Cumhurbaşkanı Recep Tayyip Erdoğan, Filistin Devlet Başkanı Mahmud Abbas ile ortak basın toplantısında konuştu. Erdoğan’ın açıklamaları özetle şöyle: Türkiye ve Türk milleti Filistin davasına her zaman destek vermiş, Filistin’in gönlümüzde müstesna bir yeri olmuştur.
Değerli kardeşim en son geçtiğimiz Temmuz ayında ülkemizi ziyaret etmişti. Filistin’deki son durumu etraflıca ele aldık. 7 Ekim’den bu yana masum insanlara karşı İsrail’in düzenlediği saldırılar sonucunda 32 bine yakın Filistinli şehit oldu. 2 milyona yakın Filistinli evini terk etmek zorunda kaldı. 2,3 milyon Filistinli günlük temel ihtiyaçlarına ulaşamıyor.
“APAÇIK BİR SOYKIRIM UYGULANIYOR”
Tam 151 gündür son asrın en büyük barbarlıklarından birine şahit oluyoruz. Batılı güçlerin de sınırsız desteğiyle Netanyahu ve gözü dönmüş yönetimi Filistin halkına yönelik apaçık bir soykırım uygulamaktadır. Bine yakın yaralı ülkemizin değişik hastanelerinde tedavi görmeye devam ediyor. Netanyahu ve cinayet ortakları döktükleri hem damla kanın hesabını hukuk ve mahşeri vicdan önünde mutlaka verecektir.
Alınan tedbir kararına rağmen İsrail yönetimi kadın çocuk demeden kardeşlerimizi öldürmeyi, gıda sırası beklerken sivilleri katletmeyi sürdürmektedir. İsrail’in bu hukuk tanımaz tavrının en büyük sebebi Batılı güçlerin Holokost’taki günahlarından dolayı İsrail’e verdiği destektir.
“GAZZE’DE SAHRA HASTANESİ KURULMASI İÇİN ÇALIŞMALAR SÜRÜYOR”

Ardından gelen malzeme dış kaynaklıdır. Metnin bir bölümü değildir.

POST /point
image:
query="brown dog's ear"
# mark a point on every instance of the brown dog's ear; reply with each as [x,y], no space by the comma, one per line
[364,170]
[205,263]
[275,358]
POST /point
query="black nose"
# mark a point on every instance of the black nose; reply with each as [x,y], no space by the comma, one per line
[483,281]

Yaptığımız her görüşmede her yurt dışı ziyaretimizde işgal edilmiş Filistin topraklarındaki İsrail saldırıları gündemimizin ilk sırasında yer almıştır. Gazze’deki bir sahra hastanesini kurulması için çalışmalarımız devam ediyor.
Sözde yerleşimciler adı verilen, aslında Filistinlilere ait topraklara çöken, çalan gaspçıların eylemleri çözümün önündeki en büyük engellerden biridir.
İsrail’in yalan ve iftira ile ajansı itibarsız hale getirmeye yönelik propaganlara prim verilmemelidir. İsrail – Filistin meselesine adil bir çözüm bulunmadığı takdirde Orta Doğu’da barışın halim olamayacağı artık anlaşılmıştır.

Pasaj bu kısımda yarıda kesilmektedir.